In this course, students will gain an in-depth understanding of contemporary methods for analyzing complex systems, as well as skills in modeling neural activity and processes related to cognitive/perceptual behavior and information processing in neural systems. Students are expected to have basic programming knowledge.
This course aims to introduce students to both the theoretical foundations and the practical applications of cognitive science in education. Teaching practices aligned with various learning theories are presented, including constructivism, sociocultural theories, information-processing theories, motivational theories, developmental theories, and core-knowledge theories.
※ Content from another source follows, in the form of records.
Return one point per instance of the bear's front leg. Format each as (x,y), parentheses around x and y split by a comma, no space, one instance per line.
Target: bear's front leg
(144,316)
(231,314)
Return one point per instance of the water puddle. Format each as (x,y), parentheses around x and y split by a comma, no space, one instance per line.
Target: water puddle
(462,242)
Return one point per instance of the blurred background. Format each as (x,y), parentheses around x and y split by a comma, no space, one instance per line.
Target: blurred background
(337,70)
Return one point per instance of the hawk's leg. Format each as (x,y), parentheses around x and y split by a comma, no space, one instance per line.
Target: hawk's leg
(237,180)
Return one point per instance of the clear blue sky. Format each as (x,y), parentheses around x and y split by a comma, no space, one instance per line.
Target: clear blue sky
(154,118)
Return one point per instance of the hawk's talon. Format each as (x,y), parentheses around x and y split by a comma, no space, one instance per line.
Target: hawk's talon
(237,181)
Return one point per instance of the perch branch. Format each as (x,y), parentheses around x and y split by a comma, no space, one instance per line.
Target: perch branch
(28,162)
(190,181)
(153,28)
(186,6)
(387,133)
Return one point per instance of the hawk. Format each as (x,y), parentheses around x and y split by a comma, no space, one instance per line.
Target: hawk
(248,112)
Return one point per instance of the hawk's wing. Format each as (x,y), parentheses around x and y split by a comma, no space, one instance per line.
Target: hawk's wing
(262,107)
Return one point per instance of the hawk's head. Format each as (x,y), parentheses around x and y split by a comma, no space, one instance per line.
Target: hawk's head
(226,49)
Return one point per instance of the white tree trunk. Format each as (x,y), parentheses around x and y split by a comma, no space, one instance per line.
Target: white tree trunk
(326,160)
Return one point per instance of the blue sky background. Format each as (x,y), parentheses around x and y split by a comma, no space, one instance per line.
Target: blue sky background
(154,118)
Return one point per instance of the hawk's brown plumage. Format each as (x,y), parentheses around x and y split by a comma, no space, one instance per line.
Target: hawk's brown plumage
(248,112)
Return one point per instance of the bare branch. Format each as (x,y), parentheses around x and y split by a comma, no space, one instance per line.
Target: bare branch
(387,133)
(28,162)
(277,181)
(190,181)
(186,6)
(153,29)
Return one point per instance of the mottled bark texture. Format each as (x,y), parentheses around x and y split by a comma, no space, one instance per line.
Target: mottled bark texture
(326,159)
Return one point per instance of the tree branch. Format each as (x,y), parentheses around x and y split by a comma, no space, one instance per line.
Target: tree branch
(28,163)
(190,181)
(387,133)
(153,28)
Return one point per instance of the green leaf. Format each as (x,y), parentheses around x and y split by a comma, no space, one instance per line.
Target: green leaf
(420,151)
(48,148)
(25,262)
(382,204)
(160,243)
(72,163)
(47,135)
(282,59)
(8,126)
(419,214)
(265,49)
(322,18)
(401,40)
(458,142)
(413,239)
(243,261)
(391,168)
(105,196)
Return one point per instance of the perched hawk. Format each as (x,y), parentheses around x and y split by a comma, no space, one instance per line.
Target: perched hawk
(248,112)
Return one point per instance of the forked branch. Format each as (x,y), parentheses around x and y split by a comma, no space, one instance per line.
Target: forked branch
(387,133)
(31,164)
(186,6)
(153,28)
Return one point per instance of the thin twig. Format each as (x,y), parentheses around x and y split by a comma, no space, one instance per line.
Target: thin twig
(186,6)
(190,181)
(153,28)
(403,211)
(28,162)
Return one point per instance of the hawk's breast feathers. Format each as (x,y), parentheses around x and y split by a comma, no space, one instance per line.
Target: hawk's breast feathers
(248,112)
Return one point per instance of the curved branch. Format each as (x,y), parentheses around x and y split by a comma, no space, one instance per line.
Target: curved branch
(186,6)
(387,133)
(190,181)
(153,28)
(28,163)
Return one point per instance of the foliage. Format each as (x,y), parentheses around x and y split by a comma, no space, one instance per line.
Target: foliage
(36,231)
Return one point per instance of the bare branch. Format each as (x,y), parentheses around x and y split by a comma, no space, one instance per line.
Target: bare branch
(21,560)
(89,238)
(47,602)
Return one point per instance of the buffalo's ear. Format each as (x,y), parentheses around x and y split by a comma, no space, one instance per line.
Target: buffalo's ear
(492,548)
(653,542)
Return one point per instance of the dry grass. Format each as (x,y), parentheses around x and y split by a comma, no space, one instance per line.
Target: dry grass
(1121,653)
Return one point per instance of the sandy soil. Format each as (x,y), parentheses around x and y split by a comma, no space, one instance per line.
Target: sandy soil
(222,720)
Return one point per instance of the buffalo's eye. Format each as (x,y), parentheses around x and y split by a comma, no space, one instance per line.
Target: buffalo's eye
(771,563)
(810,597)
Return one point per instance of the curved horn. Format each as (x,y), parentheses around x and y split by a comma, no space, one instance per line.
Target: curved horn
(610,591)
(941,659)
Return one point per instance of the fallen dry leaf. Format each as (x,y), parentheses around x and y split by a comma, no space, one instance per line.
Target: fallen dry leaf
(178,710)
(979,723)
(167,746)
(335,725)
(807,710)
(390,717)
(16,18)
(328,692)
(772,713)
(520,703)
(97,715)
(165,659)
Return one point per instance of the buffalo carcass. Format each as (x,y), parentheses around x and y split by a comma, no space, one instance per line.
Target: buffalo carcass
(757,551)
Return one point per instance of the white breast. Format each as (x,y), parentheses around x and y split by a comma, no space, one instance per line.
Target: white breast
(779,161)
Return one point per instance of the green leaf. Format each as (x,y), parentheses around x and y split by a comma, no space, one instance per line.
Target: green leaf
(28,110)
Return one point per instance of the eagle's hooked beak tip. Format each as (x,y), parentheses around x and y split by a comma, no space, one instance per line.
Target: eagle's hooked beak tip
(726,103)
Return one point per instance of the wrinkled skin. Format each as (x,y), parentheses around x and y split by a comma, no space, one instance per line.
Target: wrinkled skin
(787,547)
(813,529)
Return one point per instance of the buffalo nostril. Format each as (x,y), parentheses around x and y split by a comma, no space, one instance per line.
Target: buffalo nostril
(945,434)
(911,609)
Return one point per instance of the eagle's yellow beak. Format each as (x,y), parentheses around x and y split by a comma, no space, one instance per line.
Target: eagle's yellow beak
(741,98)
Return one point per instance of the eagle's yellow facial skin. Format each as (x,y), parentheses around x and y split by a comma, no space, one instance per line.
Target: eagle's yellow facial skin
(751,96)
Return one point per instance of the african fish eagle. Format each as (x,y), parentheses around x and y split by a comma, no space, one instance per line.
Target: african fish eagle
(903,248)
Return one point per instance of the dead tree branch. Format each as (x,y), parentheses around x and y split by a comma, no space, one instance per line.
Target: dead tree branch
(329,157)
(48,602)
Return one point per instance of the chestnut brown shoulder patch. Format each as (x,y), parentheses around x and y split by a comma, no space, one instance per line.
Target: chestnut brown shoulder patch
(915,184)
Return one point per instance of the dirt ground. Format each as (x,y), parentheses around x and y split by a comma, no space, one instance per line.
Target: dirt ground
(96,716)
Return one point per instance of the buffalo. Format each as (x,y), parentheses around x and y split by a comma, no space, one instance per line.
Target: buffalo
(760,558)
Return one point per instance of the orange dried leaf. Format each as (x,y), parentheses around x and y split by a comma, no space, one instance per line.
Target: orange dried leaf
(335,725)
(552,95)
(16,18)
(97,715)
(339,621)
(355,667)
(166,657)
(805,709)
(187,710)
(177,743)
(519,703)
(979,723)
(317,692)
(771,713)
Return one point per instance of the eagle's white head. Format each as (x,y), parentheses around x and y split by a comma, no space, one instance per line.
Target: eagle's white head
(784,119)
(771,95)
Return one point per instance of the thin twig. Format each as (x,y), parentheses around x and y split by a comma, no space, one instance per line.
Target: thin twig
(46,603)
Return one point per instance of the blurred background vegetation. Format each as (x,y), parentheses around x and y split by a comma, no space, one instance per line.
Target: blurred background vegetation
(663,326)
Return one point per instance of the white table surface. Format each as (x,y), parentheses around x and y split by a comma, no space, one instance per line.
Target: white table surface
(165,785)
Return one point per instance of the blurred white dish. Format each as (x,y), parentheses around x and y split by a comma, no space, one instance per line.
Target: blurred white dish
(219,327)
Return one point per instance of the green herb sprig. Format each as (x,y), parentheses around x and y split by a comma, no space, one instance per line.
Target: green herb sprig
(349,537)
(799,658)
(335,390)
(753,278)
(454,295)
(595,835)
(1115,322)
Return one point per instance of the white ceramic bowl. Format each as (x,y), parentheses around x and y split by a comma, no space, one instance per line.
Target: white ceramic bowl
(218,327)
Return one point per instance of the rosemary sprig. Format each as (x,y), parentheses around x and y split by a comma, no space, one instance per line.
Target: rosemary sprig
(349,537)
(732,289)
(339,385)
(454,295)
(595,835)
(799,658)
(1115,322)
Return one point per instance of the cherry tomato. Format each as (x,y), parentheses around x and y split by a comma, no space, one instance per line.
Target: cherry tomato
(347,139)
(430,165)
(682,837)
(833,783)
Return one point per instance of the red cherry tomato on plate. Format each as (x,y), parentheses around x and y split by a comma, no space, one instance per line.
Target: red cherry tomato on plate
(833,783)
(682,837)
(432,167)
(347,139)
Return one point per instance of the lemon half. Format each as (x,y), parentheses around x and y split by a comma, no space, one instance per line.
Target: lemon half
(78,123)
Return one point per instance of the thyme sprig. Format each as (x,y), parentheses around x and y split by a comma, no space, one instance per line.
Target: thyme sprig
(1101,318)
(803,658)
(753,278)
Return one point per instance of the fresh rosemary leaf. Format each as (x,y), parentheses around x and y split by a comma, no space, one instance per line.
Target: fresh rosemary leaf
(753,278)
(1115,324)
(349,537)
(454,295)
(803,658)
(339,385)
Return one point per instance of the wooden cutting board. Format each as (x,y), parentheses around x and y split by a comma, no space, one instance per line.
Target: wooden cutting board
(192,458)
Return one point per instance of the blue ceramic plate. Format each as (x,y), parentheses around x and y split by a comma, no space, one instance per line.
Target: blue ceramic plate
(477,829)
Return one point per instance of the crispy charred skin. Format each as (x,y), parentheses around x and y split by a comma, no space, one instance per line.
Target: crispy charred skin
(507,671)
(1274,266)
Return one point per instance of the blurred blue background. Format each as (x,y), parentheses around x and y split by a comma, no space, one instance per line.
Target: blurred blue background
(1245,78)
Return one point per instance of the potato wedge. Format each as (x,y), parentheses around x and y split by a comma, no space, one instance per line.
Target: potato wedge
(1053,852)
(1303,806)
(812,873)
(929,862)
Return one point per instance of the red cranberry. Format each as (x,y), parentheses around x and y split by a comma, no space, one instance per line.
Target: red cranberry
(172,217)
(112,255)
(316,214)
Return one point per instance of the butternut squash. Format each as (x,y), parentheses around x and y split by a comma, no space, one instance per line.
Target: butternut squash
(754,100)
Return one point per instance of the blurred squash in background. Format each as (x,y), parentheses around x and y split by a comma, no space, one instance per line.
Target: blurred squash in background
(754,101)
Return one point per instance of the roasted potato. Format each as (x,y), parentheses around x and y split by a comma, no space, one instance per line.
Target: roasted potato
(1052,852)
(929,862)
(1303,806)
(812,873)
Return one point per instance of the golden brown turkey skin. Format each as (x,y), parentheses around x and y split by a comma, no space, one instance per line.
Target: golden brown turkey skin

The course examines key cognitive issues relevant to thinking and learning in complex academic domains such as mathematics, physics, and engineering. More specifically, the course explores (i) the types of knowledge and cognitive processes required for effective learning and academic success, (ii) the cognitive challenges learners face when dealing with unfamiliar concepts or when they have naive background knowledge, (iii) instructional methods that support learners in acquiring essential knowledge and thinking skills, and (iv) strategies for educators to implement these methods in classroom setting.